Good question. I think that it should work as follows: if you undo an import, it will delete any items that came in from that import. If, after that import, you added more items to the origin site and re-imported, those will only the deleted upon undoing that later import.

mebrett commented 7 years ago

Thanks - I'll test that out.

mebrett commented 7 years ago

Undoing a import does delete all the items, but not the item sets, created by that import

patrickmj commented 7 years ago

Interesting side-note on cornishhistory. They have their API set to return 1000 records per page, much more than the default. Kinda surprised that this hasn't caused more errors on our end, actually. Also reflects @jajm's request in #56

patrickmj commented 7 years ago

@mebrett in your import from cornish history that didn't import items, what was the status of the import on the past imports page? And, what's in the log, if anything?

mebrett commented 7 years ago

No log: http://dev.omeka.org/omeka-s/admin/job/349

patrickmj commented 7 years ago

Did you subsequently delete the item sets that were created on the import from cornish history?

mebrett commented 7 years ago

Yes, manually. Do you want me to run it again?

patrickmj commented 7 years ago

blergh....sounds like a lot of manual deletions! Might be premature to run it again. I got errors in the log when I ran it, so I'd like to see if I can sort that out and/or reproduce it first.

patrickmj commented 7 years ago

@mebrett The develop branch of Omeka2Import now has a "Per Page" option, so you can tell it to only try to grab a certain number of records for each request. This was instead of waiting for 1000 records from cornish history, you can force it to only request 10 or whatever.

This should at least make it clear whether it is actually progressing, and hopefully speed up getting data into the logs.

patrickmj commented 7 years ago

So far, I'm only getting things like network timeouts and GD or ImageMagick complications. Those are relevant for us to deal with somehow, but not huge bugs. On the Omeka2Importer side, it looks like figuring out how to handle network timeouts is the direction for now.

mebrett commented 7 years ago

Per page seems to be resolving the issue with the Cornish Memory Api. Thousands of items slowly being added.

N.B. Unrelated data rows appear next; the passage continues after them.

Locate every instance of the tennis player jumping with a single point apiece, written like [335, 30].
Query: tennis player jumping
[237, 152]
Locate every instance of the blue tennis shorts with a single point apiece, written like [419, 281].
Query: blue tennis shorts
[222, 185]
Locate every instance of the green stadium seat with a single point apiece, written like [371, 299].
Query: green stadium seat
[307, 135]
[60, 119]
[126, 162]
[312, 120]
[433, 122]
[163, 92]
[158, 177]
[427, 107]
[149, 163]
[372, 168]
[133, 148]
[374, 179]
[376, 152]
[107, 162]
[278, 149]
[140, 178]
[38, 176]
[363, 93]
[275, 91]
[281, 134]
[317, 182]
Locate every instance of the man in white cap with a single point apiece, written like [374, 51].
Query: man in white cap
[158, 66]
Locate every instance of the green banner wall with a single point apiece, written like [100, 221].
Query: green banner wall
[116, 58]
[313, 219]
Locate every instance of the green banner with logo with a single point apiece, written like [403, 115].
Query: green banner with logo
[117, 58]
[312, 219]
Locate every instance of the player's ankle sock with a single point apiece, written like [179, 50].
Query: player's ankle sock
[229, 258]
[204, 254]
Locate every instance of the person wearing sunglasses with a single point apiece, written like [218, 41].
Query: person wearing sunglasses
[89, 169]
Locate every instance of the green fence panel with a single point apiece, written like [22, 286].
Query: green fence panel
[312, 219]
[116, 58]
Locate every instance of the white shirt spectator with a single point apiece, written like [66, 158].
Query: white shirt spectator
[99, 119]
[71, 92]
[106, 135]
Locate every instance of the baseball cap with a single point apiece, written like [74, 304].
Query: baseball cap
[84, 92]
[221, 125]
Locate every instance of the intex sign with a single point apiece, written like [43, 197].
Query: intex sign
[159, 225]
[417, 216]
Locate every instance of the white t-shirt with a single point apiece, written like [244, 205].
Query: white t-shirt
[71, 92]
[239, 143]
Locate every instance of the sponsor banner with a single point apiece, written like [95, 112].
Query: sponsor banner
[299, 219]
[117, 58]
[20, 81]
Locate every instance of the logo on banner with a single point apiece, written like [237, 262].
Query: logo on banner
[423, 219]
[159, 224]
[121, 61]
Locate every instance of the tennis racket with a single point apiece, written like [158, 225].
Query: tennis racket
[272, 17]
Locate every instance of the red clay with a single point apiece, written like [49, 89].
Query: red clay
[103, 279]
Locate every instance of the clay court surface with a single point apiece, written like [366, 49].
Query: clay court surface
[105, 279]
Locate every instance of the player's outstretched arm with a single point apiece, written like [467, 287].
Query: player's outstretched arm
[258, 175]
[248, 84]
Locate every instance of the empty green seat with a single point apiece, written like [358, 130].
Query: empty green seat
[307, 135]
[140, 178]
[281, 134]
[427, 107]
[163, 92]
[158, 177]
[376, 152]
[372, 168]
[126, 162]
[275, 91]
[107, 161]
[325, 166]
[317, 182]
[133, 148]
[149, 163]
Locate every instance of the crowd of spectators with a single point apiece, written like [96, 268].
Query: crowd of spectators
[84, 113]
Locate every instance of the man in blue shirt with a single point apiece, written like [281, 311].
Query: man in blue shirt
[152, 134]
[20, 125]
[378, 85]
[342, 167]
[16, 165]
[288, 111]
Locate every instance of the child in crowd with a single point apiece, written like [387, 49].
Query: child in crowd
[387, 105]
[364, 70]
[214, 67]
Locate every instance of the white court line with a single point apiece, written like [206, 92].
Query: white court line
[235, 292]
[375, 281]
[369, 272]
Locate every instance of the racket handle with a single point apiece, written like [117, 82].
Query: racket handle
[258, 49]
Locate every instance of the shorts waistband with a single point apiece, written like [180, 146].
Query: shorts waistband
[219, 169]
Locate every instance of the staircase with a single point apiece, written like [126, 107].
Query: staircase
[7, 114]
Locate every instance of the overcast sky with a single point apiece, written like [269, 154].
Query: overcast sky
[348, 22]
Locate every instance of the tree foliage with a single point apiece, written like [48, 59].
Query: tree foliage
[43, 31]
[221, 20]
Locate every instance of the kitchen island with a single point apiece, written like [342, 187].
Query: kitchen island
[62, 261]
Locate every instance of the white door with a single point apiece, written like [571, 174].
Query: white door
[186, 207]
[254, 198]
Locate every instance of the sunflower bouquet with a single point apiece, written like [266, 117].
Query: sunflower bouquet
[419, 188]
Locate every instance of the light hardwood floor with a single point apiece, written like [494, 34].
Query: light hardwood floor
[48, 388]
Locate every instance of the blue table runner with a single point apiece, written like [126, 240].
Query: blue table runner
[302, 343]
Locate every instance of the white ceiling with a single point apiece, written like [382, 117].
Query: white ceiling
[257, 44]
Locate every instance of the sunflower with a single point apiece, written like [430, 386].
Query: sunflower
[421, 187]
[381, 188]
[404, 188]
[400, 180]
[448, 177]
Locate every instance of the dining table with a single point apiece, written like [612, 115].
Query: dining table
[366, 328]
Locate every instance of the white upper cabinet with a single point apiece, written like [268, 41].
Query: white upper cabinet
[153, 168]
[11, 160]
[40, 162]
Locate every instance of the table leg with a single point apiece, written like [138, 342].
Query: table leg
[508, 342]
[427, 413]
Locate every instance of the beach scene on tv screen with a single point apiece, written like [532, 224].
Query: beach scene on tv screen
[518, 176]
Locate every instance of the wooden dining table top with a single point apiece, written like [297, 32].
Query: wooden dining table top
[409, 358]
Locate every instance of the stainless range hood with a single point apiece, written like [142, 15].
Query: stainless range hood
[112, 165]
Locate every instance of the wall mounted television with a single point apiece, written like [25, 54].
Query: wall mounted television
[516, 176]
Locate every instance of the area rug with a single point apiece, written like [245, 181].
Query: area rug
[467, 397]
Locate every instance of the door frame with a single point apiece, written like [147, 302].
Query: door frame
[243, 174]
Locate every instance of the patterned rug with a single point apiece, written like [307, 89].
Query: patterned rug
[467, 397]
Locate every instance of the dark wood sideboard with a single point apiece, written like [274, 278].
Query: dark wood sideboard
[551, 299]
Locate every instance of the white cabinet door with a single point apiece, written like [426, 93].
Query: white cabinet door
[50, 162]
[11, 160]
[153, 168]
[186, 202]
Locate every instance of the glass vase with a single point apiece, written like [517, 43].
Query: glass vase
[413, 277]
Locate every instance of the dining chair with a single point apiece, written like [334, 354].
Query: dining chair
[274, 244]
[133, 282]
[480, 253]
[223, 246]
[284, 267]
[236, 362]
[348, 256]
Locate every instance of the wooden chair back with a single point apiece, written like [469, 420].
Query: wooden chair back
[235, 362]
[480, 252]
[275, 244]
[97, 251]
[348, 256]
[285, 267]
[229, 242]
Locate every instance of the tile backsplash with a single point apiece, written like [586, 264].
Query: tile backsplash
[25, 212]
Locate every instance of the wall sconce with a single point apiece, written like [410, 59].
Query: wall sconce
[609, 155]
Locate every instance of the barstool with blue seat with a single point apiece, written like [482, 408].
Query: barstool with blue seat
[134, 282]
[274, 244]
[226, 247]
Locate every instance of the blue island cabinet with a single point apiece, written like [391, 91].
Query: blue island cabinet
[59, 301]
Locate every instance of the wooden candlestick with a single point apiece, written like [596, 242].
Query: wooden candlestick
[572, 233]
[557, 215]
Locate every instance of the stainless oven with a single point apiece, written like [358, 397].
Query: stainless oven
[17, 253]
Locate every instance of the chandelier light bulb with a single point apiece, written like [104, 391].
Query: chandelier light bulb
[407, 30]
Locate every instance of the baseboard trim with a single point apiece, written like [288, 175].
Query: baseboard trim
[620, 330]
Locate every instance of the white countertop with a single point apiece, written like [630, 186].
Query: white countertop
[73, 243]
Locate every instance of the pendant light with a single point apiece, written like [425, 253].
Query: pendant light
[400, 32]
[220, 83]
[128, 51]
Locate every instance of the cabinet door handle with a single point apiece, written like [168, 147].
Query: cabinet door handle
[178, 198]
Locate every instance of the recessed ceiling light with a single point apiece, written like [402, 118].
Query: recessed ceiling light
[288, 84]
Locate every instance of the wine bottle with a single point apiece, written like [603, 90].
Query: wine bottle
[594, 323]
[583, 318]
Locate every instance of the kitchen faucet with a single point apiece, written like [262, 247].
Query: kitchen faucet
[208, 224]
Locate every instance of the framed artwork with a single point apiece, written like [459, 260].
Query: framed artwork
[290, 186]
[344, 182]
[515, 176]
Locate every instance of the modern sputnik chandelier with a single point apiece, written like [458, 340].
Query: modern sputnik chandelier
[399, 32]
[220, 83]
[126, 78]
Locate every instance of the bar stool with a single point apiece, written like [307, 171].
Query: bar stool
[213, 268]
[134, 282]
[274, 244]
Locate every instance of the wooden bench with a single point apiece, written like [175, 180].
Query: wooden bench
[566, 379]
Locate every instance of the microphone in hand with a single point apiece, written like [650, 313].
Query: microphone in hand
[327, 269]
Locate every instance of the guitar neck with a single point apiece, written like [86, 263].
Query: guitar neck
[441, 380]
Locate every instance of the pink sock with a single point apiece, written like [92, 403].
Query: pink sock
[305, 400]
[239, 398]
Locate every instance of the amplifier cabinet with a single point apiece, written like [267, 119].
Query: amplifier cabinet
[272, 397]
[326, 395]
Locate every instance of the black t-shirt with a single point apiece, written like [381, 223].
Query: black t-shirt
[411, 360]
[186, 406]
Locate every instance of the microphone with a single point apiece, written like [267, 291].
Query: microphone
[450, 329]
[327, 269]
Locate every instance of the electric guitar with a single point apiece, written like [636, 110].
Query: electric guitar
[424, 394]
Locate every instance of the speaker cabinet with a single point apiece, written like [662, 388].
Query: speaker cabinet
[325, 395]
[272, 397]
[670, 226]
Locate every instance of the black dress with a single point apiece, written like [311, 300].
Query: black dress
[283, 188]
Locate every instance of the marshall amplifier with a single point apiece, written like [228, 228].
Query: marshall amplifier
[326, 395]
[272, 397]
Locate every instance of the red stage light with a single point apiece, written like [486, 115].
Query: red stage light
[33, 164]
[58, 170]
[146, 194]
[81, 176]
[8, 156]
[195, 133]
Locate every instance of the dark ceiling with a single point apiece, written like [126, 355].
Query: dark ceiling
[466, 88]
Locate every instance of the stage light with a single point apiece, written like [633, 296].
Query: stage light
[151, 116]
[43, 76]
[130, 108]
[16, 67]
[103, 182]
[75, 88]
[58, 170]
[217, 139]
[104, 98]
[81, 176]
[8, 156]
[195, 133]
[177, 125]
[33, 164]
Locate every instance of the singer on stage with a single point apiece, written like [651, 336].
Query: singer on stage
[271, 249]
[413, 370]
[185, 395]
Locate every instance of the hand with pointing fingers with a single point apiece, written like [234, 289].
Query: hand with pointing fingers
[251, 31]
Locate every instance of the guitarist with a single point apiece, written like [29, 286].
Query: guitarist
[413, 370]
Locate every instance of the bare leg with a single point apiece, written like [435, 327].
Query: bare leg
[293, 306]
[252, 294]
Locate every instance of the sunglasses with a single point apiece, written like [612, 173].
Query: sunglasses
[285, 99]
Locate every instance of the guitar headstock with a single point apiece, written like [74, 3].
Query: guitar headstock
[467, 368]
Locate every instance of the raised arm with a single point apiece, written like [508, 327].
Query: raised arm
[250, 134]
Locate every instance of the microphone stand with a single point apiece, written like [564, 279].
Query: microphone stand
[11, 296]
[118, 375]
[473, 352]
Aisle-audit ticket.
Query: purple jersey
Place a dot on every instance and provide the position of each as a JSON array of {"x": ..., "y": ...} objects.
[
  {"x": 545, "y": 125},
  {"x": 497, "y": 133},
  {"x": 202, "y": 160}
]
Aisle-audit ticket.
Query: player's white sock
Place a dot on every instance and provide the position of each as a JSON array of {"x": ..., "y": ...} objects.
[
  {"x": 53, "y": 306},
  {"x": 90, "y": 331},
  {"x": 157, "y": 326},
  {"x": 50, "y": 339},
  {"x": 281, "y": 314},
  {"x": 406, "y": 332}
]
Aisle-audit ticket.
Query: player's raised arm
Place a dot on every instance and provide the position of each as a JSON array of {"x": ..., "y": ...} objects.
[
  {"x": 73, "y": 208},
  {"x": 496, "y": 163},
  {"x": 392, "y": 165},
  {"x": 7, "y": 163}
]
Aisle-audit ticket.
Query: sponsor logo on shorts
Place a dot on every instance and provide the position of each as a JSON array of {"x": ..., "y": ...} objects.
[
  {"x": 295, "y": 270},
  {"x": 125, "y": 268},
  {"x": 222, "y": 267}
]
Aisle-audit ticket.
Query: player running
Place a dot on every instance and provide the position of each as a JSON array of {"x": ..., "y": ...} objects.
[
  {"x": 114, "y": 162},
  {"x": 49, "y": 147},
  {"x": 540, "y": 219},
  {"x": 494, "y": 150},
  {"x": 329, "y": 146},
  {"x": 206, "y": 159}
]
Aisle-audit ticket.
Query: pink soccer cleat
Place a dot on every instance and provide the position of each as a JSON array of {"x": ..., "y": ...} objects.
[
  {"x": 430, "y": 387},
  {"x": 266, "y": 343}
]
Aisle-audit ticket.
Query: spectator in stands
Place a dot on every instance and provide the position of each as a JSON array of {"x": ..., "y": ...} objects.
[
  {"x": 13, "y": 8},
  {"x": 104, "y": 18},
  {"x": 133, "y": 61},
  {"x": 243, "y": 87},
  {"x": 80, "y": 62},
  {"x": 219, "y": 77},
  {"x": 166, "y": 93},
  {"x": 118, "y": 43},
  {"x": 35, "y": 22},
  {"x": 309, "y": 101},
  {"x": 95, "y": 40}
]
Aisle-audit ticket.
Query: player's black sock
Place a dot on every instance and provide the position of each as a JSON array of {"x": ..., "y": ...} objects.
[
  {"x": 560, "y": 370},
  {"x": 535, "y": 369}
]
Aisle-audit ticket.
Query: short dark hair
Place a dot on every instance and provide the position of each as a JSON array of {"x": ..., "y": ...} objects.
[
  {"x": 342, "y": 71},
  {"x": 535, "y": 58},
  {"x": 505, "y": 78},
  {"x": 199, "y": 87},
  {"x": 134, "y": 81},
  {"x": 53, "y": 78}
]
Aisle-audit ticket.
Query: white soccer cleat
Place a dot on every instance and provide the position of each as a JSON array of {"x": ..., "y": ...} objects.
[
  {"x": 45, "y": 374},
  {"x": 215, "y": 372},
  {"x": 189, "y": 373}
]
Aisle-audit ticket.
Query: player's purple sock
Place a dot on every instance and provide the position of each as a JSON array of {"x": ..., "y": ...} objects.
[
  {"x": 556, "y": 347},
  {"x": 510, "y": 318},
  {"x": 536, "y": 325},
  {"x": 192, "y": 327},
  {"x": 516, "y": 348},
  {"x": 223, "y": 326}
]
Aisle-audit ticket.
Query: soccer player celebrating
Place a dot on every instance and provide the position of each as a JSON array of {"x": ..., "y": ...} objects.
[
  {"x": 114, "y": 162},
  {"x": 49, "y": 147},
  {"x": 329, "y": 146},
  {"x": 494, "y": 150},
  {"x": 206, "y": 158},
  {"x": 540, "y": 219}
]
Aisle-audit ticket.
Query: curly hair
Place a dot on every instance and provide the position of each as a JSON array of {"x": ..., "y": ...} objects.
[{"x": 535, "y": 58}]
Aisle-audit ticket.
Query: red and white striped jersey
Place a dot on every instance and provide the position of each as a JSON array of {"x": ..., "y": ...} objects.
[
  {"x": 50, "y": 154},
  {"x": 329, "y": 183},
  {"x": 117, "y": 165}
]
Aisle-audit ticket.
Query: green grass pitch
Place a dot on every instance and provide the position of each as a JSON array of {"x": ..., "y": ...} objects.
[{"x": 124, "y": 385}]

patrickmj commented 7 years ago

Hooray! I'm guessing a network timeout or running out of resources was the culprit.

mebrett commented 7 years ago

For the most part, everything works.

What doesn't, quite:

  1. Changes to the metadata for a collection are not imported when updating a previous import, even with "import collections" also checked.
  2. Undoing an import does not remove the item sets created from its collections.
patrickmj commented 7 years ago

Excellent!

The thing about removing item sets created from collections in 2 is tricky. There's always the possibility of importing and creating item sets from collections, then adding other items to the item set natively in Omeka S, then undoing an import. That would destroy lots of structure, so I want to avoid that. Instead, that should be something people will have to manage on their sites -- hopefully with the help of a batch delete!

The lack of changes to collection data not being imported is a bug, now #97. Any details about how to reproduce it much appreciated.

mebrett commented 7 years ago

Pulled to the latest version of the importer and tried to import from my demo site: with key & import collections (Job 392); with key and not importing collections (393); and without key or collections (394). All returned the following error:

2017-03-17T19:05:53+00:00 INFO (6): Importing item page 1 Fatal error: Argument 4 passed to Omeka\Api\Manager::batchCreate() must be of the type array, boolean given, called in /websites/omekadev/home/www/omeka-s/modules/Omeka2Importer/src/Job/Import.php on line 226 and defined in /websites/omekadev/home/www/omeka-s/application/src/Api/Manager.php on line 93

Nothing was imported.

Edited to add apparently related to a change in the develop branch of master. Will roll back a bit and keep testing on that.

mebrett commented 7 years ago

Just checked importer against v1.0.0-beta3 (importer on develop) and everything worked fine, including updating changes to collection metadata.